- Origin: Detroit, Michigan, United States
- Genre: Southern gospel
- Instrument: Vocals
- Years active: 1950s–1963, 1990–present
- Labels: MorningStar, Elim, Sonlite, Spring Hill, Daywind, Gaither Music Group, StowTown
- Members: Michael Booth; Ronnie Booth; Buddy Mullins;
- Past members: Ron Booth Sr.; Joseph Smith; Jim Brady; Paul Lancaster;
- Website: www.boothbrothers.com

= The Booth Brothers =

Southern Gospel Trio

The Booth Brothers is an American southern gospel vocal trio.

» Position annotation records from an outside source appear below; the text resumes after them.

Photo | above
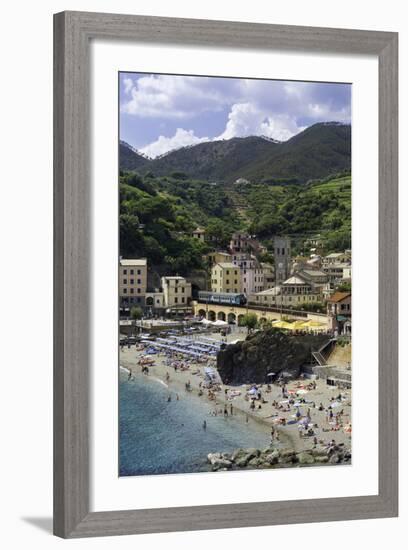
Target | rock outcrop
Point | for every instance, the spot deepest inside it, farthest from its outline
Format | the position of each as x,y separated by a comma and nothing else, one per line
278,458
269,351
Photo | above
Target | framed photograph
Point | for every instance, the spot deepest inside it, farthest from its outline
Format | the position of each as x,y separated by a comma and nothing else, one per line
225,285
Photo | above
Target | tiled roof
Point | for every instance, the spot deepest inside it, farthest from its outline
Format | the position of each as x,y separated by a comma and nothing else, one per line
129,263
339,296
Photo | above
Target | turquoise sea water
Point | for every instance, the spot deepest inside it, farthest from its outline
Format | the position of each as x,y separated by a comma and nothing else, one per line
158,437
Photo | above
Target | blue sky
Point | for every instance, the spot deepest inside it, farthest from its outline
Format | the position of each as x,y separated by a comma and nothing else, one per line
159,113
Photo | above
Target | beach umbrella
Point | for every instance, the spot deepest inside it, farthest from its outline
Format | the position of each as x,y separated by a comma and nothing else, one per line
314,324
297,325
283,324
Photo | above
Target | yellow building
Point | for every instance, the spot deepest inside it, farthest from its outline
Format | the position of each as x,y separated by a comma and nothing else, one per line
176,292
218,257
132,282
226,277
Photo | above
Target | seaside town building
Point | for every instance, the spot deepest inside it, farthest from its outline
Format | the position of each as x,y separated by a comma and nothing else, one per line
252,278
339,309
218,257
155,300
199,234
176,292
240,242
318,279
294,292
226,277
337,258
132,282
268,271
282,259
336,272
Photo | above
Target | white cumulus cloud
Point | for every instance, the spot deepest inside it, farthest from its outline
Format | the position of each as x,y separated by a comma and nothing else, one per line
247,119
182,138
168,96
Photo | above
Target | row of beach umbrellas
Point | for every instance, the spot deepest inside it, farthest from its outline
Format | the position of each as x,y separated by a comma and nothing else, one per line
299,325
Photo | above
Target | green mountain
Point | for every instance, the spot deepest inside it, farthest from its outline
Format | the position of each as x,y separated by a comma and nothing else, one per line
129,159
317,152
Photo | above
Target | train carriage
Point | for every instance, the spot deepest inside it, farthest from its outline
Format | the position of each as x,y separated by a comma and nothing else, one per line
222,298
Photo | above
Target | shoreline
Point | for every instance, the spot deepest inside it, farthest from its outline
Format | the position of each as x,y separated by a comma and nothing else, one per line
288,435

It was originally formed in 1957 by four brothers but disbanded in 1963. It was reformed in 1990 by one of the original members, Ron Booth, with two of his sons, Michael and Ronnie Booth. Ron Booth retired in 1998, and was replaced by Joseph Smith, who was in turn replaced by Jim Brady, followed by Paul Lancaster. In June 2021, it was announced that Ronnie Booth would be leaving the group and be succeeded by former Gaither Vocal Band lead singer Buddy Mullins.

==Group history==

The Booth Brothers was initially formed in the 1950s by Ron Booth Sr. with his brothers Charles, James, and Wallace, after they moved to Detroit. However, Ron decided to disband the group in 1963 when he joined the Toney Brothers.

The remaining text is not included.